An AR copy of S.D. Chrostowska’s novel The Eyelid showed up at Biblioklept World Headquarters a few days before Xmas. I was inundated with books, both review copies and gifts and gifts to myself, but still excited—I think Chrostowska’s novel Permission is great. (I was lucky enough to interview Chrostowska about the novel, too.)
The book’s blurb points to a kind of sci-fi or dystopian plot that I wouldn’t necessarily have expected from Chrostowska (all the better):
In the near future, sleep has been banned. Our unnamed, dream-prone narrator finds himself following Chevauchet, a diplomat of Onirica, a foreign republic of dreams, to resist the prohibition. On a mission to combat the state-sponsored drugging of citizens with uppers for greater productivity, they traverse an eerie landscape in an everlasting autumn, able to see inside other people’s nightmares and dreams.

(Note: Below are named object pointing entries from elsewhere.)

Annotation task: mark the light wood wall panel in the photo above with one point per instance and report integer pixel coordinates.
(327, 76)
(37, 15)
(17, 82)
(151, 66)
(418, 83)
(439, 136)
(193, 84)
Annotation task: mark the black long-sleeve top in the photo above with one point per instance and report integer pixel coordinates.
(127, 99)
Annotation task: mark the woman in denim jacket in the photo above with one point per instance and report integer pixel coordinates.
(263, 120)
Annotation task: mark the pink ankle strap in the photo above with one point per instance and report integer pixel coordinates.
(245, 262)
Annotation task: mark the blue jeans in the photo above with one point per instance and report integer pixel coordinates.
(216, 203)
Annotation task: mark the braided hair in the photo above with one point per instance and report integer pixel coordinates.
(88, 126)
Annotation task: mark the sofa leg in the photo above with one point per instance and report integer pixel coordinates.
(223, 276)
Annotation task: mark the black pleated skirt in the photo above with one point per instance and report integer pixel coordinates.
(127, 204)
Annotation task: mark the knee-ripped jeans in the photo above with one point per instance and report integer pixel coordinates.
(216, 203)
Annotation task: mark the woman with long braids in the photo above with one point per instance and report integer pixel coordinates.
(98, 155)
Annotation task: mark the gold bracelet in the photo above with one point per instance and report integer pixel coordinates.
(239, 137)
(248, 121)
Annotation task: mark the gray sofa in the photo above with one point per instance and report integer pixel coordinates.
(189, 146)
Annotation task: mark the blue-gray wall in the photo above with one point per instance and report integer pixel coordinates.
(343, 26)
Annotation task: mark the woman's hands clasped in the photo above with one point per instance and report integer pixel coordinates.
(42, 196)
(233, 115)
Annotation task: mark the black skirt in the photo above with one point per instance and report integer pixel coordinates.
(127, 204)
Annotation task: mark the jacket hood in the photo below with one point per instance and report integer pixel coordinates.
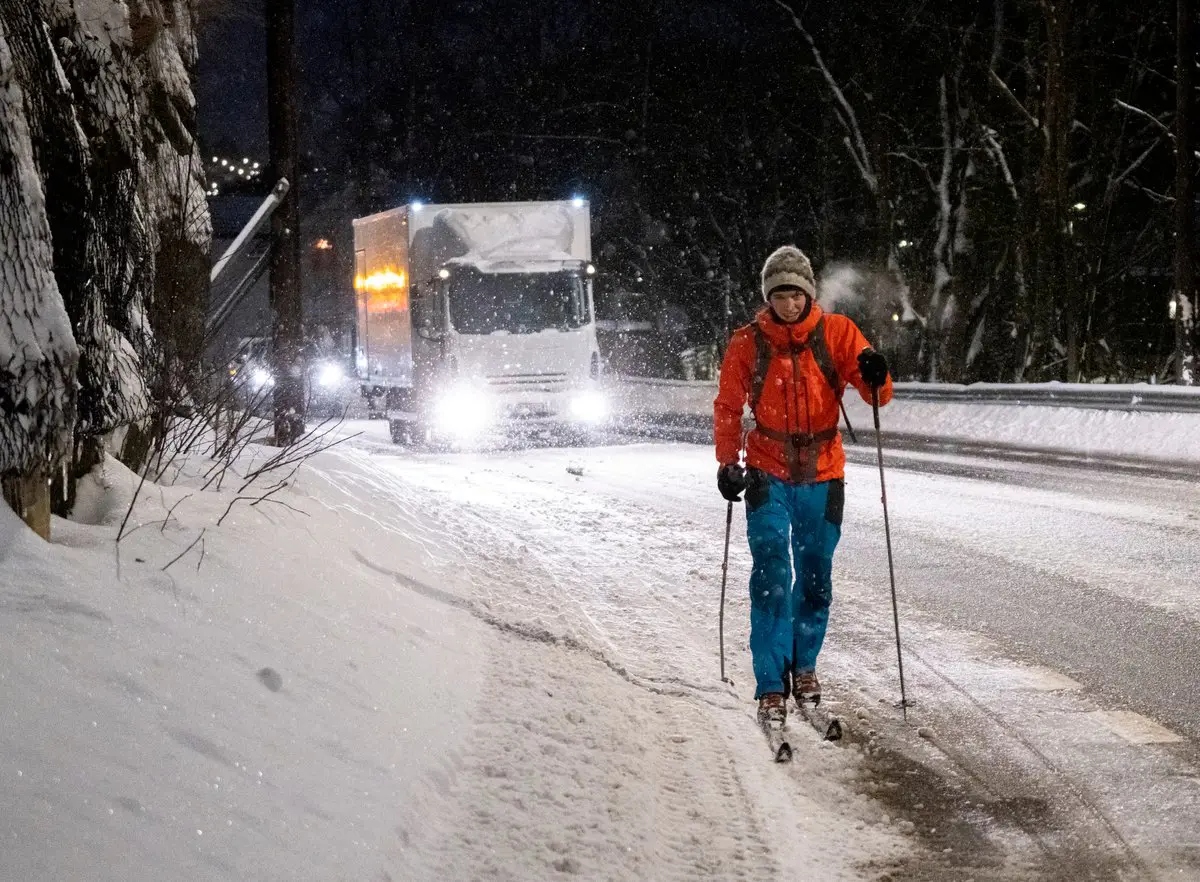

As Comprehensive Illusion — a social media-like entity that hijacks creativity — overtakes the masses, Chevauchet, the old radical, weakens and disappears, leaving our narrator to take up Chevauchet’s dictum that “daydreaming is directly subversive” and forge ahead on his own.
In slippery, exhilarating and erudite prose, The Eyelid revels in the camaraderie of free thinking that can only happen on the lam, aiming to rescue a species that can no longer dream.